Balance at March 31, 2010

  $ 1,806  

Gross increase related to prior year tax positions

     

Gross increase related to current year tax positions

    167  

Lapse of statute of limitations

     
       

Balance at March 31, 2011

  $ 1,973  

Gross increase related to prior year tax positions

     

Gross increase related to current year tax positions

    175  

Lapse of statute of limitations

     
       

Balance at March 31, 2012

  $ 2,148  
       

        The Company files income tax returns in the U.S. federal jurisdiction and various state, local and foreign jurisdictions. With few exceptions, the Company is no longer subject to U.S. federal, state, local or non-U.S. income tax examinations by tax authorities for the years before 2008. However, net operating loss carryforwards remain subject to examination to the extent they are carried forward and impact a year that is open to examination by tax authorities. The Company's evaluation was performed for the tax years which remain subject to examination by major tax jurisdictions as of March 31, 2012. The Company settled its Internal Revenue Service audit of its U.S. federal tax return for the fiscal year ended March 31, 2010 during the third quarter of the fiscal year ended March 31, 2012, with no findings that resulted in a change to the Company's financial statements. When applicable, the Company accounts for interest and penalties generated by tax contingencies as interest and other expense, net in the statements of operations.

        The Company's deferred tax assets and liabilities consisted of the following at March 31, 2012 and 2011:

 
  2012   2011  
 
  (In thousands)
 

Deferred tax assets:

             

Inventories

  $ 1,492   $ 1,213  

Warranty reserve

    597     427  

Deferred revenue

    466     326  

Net operating loss ("NOL") carryforwards

    215,545     212,705  

Tax credit carryforwards

    17,013     16,573  

Depreciation, amortization and impairment loss

    4,252     3,945  

Other

    5,434     4,505  
           

Deferred tax assets

    244,799     239,694  

Valuation allowance for deferred tax assets

    (234,432 )   (231,009 )
           

Deferred tax assets, net of valuation allowance

    10,367     8,685  

Deferred tax liabilities:

             

Federal benefit of state taxes

    (10,367 )   (8,685 )
           

Net deferred tax assets

  $   $  
           

        Because of the uncertainty surrounding the timing of realizing the benefits of favorable tax attributes in future income tax returns, the Company has placed a valuation allowance against its deferred income tax assets. The change in valuation allowance for Fiscal 2012, 2011 and 2010 was $3.4 million, $4.3 million and $28.8 million, respectively.

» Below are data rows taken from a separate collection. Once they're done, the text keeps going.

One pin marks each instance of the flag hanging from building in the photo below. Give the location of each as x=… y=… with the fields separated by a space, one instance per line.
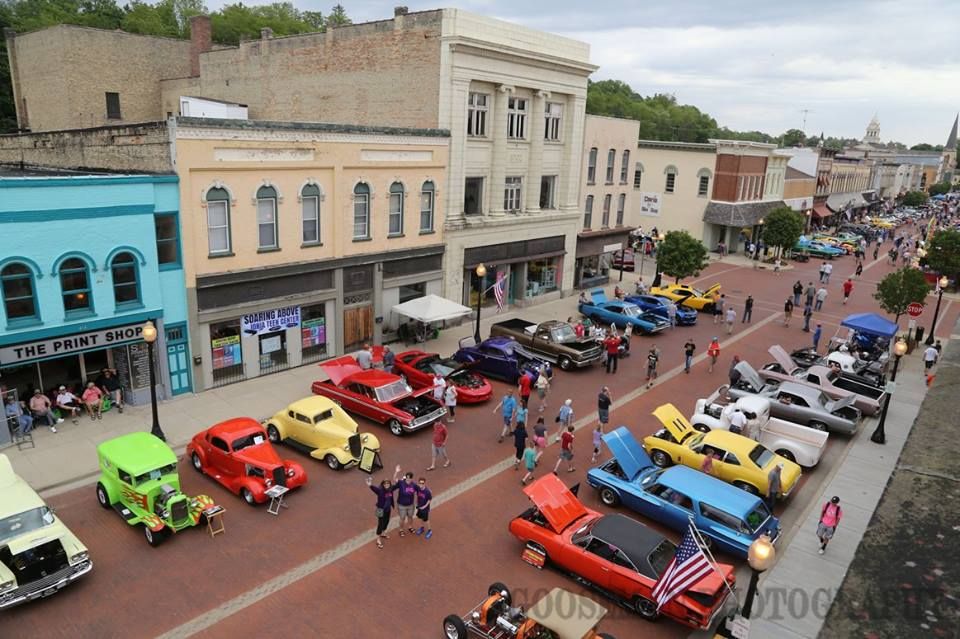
x=688 y=567
x=498 y=289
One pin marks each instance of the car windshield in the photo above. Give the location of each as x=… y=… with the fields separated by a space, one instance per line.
x=761 y=456
x=25 y=522
x=392 y=391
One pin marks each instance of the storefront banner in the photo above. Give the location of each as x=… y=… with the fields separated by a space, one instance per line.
x=59 y=346
x=649 y=204
x=270 y=321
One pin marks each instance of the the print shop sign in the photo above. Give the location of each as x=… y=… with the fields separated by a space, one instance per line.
x=59 y=346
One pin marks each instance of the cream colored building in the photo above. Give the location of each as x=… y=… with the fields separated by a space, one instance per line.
x=672 y=184
x=298 y=239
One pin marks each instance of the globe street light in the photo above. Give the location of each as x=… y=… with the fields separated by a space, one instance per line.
x=879 y=435
x=941 y=284
x=481 y=272
x=150 y=336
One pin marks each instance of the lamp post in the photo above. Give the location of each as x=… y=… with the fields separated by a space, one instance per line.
x=879 y=436
x=150 y=336
x=481 y=272
x=942 y=284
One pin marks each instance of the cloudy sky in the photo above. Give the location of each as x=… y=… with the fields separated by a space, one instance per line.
x=757 y=64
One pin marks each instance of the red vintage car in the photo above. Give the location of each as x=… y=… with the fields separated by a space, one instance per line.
x=238 y=454
x=618 y=556
x=419 y=368
x=382 y=397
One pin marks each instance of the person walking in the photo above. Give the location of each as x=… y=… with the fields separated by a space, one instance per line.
x=439 y=445
x=847 y=289
x=713 y=352
x=821 y=298
x=730 y=319
x=830 y=516
x=507 y=408
x=688 y=349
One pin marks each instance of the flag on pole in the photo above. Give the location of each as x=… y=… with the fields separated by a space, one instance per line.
x=687 y=568
x=498 y=290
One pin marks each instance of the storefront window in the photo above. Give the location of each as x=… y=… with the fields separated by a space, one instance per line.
x=226 y=352
x=543 y=276
x=313 y=332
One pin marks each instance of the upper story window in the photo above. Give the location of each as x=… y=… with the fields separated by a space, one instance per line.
x=75 y=286
x=310 y=214
x=552 y=115
x=477 y=114
x=592 y=166
x=19 y=294
x=361 y=212
x=516 y=118
x=395 y=218
x=267 y=218
x=218 y=222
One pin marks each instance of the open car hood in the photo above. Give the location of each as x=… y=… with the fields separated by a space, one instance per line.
x=554 y=500
x=628 y=452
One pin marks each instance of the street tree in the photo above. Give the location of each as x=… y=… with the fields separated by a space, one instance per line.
x=681 y=255
x=899 y=289
x=782 y=227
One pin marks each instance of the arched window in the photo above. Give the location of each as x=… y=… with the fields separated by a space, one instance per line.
x=218 y=222
x=395 y=219
x=310 y=211
x=267 y=218
x=75 y=286
x=427 y=193
x=126 y=288
x=361 y=211
x=19 y=294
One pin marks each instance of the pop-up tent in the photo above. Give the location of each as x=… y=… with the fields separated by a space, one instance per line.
x=431 y=308
x=870 y=323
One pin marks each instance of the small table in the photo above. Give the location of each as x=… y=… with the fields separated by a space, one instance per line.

        The Company's NOL and tax credit carryforwards for federal and state income tax purposes at March 31, 2012 were as follows (in thousands):

 
  Amount   Expiration
Period
 
  (In thousands)

Federal NOL

  $ 572,543   2018 - 2032

State NOL

  $ 236,198   2018 - 2032

Federal tax credit carryforwards

  $ 9,109   2018 - 2032

State tax credit carryforwards

  $ 7,904   Indefinite

        The NOLs and federal and state tax credits can be carried forward to offset future taxable income, if any. Utilization of the net operating losses and tax credits are subject to an annual limitation of approximately $57.3 million due to the ownership change limitations provided by the Internal Revenue Code of 1986 and similar state provisions. The federal tax credit carryforward is a research and development credit, which may be carried forward. The state tax credits consist of a research and development credit can be carried forward indefinitely.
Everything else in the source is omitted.